Durante sua campanha, ele justificou suas ações polêmicas, afirmando que precisava “agir como um idiota” para ganhar visibilidade, dado que concorria com menos recursos financeiros do que seus adversários no pequeno partido PRTB. Ao final, Marçal ficou em terceiro lugar, perdendo por uma margem apertada, e foi condenado à inelegibilidade em primeira e segunda instâncias devido aos denominados “campeonatos de cortes” promovidos na plataforma Discord, onde contas anônimas viralizavam conteúdos com promessas de ganhos financeiros. Ele anunciou que pretende recorrer à decisão no Tribunal Superior Eleitoral (TSE).
Consultoria e Legalidade
Além de Sabará e Marçal, o curso conta com outros educadores, como Rodrigo Kherlakian, que se apresenta como filósofo estoico e empreendedor nas redes, e Daniel Gonzales, que propaga o uso de técnicas de neurociência nas escolas, além de ter uma página de extrema direita no Twitter. Embora apenas Sabará seja oficialmente o sócio-administrador da empresa, a assessoria de Marçal confirmou que ele está envolvido na comercialização dos serviços.
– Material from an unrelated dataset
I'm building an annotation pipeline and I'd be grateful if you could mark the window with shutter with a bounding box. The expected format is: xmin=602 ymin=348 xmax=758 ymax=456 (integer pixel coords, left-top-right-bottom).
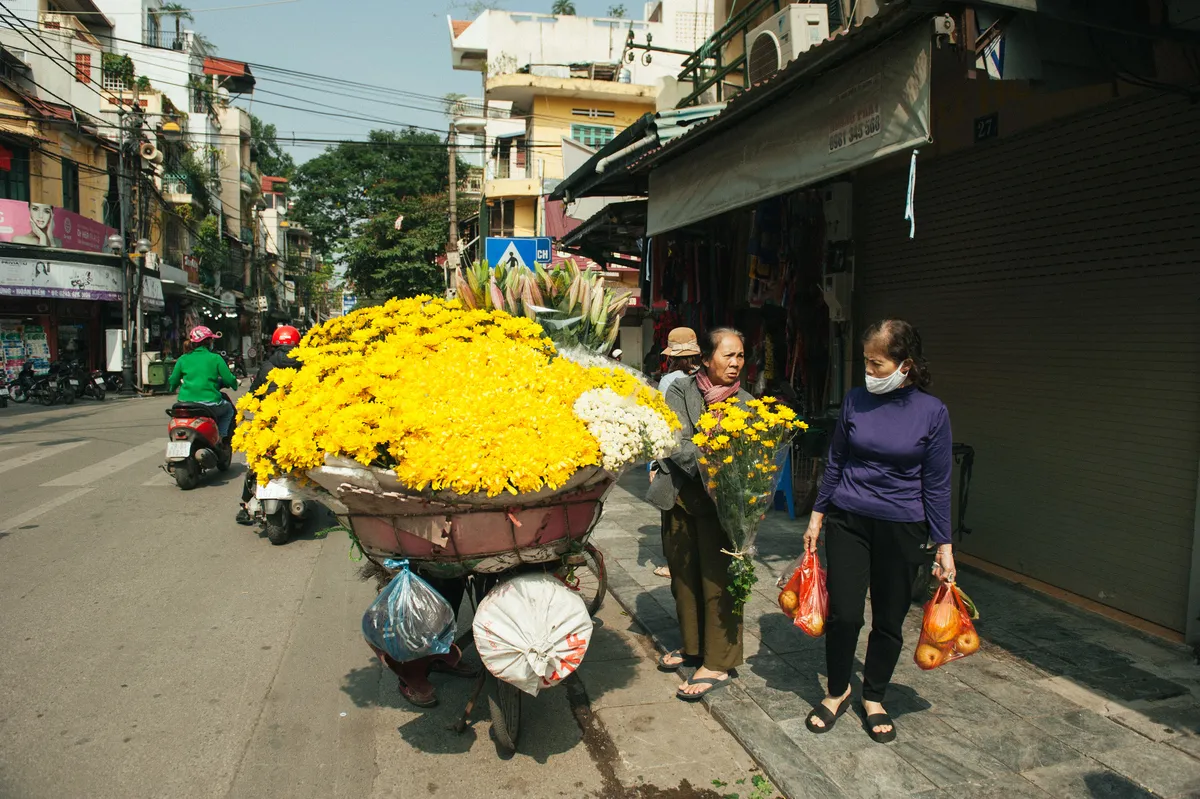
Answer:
xmin=76 ymin=53 xmax=91 ymax=83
Especialistas em Direito Eleitoral afirmam que influenciadores têm o direito de atuar nas eleições, oferecendo consultoria política e serviços de marketing, desde que não recebam pagamentos em troca de exposição em suas próprias redes sociais. Portanto, tanto Marçal quanto Sabará podem prestar consultoria para as eleições de 2026, desde que não promovam os candidatos que estão vinculados comercialmente.
Desafios na Política Paulista
A aproximação de Sabará com a campanha de Flávio Bolsonaro gera desconforto entre aliados do governador Tarcísio de Freitas (Republicanos). Durante a eleição de 2024, Marçal foi forte opositor de Ricardo Nunes, que contava com o apoio do ex-presidente Jair Bolsonaro e do atual governador. O empresário, que conquistou notoriedade oferecendo programas de mentoria, tentou se posicionar como um verdadeiro representante da direita e desestabilizar Nunes, levando a um embate com o governador.
— eu disse a ele que, sempre que tocar no meu nome, vou revidar a energia. Se ele se referiu a mim como ‘derretendo’, vou deixar aqui um apelido: ‘goiabinha’. A dupla bananinha e goiabinha — disparou Marçal.
Em um evento em dezembro, Flávio surpreendeu ao se reunir com Marçal, recebendo seu apoio. Essa proximidade levanta questionamentos sobre a possibilidade de Tarcísio compartilhar palanque com Marçal, assim como o prefeito da capital. — Estamos apoiando Flávio Bolsonaro para a presidência. Chega de PT e Lula; ele é o Bolsonaro que sempre sonhamos — exclamou o influenciador em sua manifestação.
Sabará também procurou o governador para uma reunião em janeiro, agindo como emissário de Flávio Bolsonaro. Na conversa, solicitou que Tarcísio fizesse publicações explícitas em apoio a Flávio e o auxiliasse em articulações políticas. Segundo fontes, o governador respondeu que a campanha ainda não havia iniciado e que o senador receberia total apoio no momento apropriado.
Um aliado de Tarcísio, que preferiu não se identificar, comentou que Flávio parece estar ampliando sua influência neste momento, com a expectativa de restringi-la em seguida, confiando que Sabará não será uma presença constante na campanha. Antes de se envolver com Marçal, ele foi secretário de Assistência Social na gestão de João Doria e tentou ser candidato a prefeito pelo partido Novo em 2020, além de ter presidido o conselho do Fundo Social do estado.